St. Xavier Akademisi - 1. Bölüm
Akademinin
meleklere ayrılmış bölümündeki büyük bahçeye açılan balkonda durmuş bundan
sonra hayatımda neler olabileceğini düşünüyordum. Bu seneye kadar her şey
yolunda gitmişti. Eğitimimde hiçbir sorun çıkmamıştı. Hatta aksine her şey
mükemmeldi. Arkadaşlarım ve profesörlerimle hiçbir sorunum olmamıştı. Fakat bu
sene için içimde anlamlandıramadığım bir sıkıntı vardı. İnsanımla iyi
anlaşacağıma emindim ama yine de canımı sıkan, nefes almamı zorlaştıran bir
şeyler vardı. Tabi içimdeki bu sıkıntıda en büyük paya rakibim sahipti.
Başımı iki
yana sallayarak aklımdaki olumsuz düşüncelerden kurtulmaya çalıştım. Rakibim
açıklandığından beri aynı şeyleri düşünüp duruyordum zaten. Ondan kurtulmaya
çalışırken ben engel olamadan düşüncelerim yine Hunter isimli şeytana kaydı. Neredeyse
eğitim hayatım boyunca onun başarılarını dinlemiştim. Çok güçlü olduğunu
biliyordum. Ünü bizim tarafımıza kadar gelmişti. Tabi acımasız olduğunu da
duymuştuk. Şeytanların elindeki en güçlü adamlardan biri olduğunu söylemeye
gerek bile yok tabi. Zaten beni korkutan da buydu. Güçle savaşabilirdim peki ya
acımasızlıkla?
Hunter'a
yenilmeyi hazmedebilsem bile bir insanın kötü olmasına engel olamamanın beni ne
kadar çok üzeceğini biliyordum. O yüzden elimden gelenden de fazlasını
yapmalıydım. İyilik her zaman kazanırdı hem değil mi? Bu düşünceler içinde bir
oraya bir buraya savrulurken yanımda duyduğum ani sesle yerimden sıçradım.
"Sunny,
iyi misin? Seni korkutmak istememiştim."
En yakın
arkadaşım Violet'ın endişeli yüzü kendini belli ediyordu zaten. Gülümsemeye
çalışarak onu cevapladım.
"İyiyim.
Düşünüyordum. Geldiğini fark etmemişim."
Violet'in
yüzüne sevimli olduğu kadar da yaramaz bir gülümseme yayıldı. "Ne
düşünüyordun peki?"
Derin bir
nefes alıp yanaklarımı şişirdim ve ona bakarak yüzümü buruşturdum.
"Ne
olabilir tabi ki de rakibimi."
"Ah,
tatlım! Bu kadar düşünme. Sen gördüğüm en güçlü meleklerden birisin. Eminim o
şeytanın da üstesinden gelirsin." Violet'ın yüzündeki şefkat bir anda
şaşkınlığa dönüştü ve "Yoksa sen hala insanınla tanışmadın mı?" diye
sordu.
Kafamı iki
yana sallayarak yanıtladım onu. Sabahtan beri tanışmayı erteleyip duruyordum. O
şeytanla karşılaşacak olmak beni tedirgin ediyordu. Her ne kadar kendime itiraf
etmek istemesem de o şeytan ziyaretini bitirdikten sonra ziyarete gitmek için
uğraşıyordum. Tabi onun ziyareti ne zaman yapacağını ancak Tanrı bilirdi.

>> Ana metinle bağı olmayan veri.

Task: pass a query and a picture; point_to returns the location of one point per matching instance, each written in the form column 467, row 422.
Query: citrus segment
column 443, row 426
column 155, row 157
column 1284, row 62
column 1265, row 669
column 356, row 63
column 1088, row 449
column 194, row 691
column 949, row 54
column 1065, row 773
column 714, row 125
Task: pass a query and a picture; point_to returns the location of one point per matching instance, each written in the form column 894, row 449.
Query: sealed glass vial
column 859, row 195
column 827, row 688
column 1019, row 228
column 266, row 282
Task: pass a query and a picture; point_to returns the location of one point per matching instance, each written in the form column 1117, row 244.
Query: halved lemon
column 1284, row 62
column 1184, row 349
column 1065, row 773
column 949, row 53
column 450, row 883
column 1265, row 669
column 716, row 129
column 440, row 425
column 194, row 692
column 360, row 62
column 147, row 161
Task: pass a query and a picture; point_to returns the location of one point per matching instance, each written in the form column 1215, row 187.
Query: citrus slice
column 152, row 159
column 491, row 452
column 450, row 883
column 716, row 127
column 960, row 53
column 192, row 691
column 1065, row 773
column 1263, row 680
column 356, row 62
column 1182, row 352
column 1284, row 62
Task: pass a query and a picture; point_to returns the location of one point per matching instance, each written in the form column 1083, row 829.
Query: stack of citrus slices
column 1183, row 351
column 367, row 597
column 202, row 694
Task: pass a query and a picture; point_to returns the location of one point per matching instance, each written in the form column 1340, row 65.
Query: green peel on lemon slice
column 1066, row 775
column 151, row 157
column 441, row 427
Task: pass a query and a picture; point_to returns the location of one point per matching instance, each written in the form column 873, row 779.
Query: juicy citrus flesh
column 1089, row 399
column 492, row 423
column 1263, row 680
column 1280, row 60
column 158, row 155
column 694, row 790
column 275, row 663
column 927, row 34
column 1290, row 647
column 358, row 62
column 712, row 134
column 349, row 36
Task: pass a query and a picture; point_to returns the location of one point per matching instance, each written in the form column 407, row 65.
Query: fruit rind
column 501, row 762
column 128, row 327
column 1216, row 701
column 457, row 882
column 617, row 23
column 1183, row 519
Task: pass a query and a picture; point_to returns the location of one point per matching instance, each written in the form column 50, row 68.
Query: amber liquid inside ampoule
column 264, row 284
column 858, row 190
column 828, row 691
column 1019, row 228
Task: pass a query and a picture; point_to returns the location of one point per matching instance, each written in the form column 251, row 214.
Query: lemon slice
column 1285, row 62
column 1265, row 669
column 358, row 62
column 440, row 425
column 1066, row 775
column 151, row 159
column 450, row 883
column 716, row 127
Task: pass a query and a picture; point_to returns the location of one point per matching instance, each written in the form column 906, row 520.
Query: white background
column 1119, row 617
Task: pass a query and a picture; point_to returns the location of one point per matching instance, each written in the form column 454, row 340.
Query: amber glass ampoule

Önünde sonunda onunla karşılaşacağımı tabi ki de biliyordum ama bu kadar erken
olmasına da gerek yoktu sanırım.
Violet dile
getirmediğim şeyleri anlamış gibi gözlerini kısarak bana baktı ve ardından
kızılımsı kıvırcık saçlarının savrulmasına neden olacak şekilde zıplayarak oradan
oraya zıpladı. Beyaz eteğinin uçlarını tutup etrafında dönerek konuşmaya
başladı.
"Ben
tanıştım! Çok sevimli bir kız. İsmi Lena, o da senin insanın gibi 18 yaşında.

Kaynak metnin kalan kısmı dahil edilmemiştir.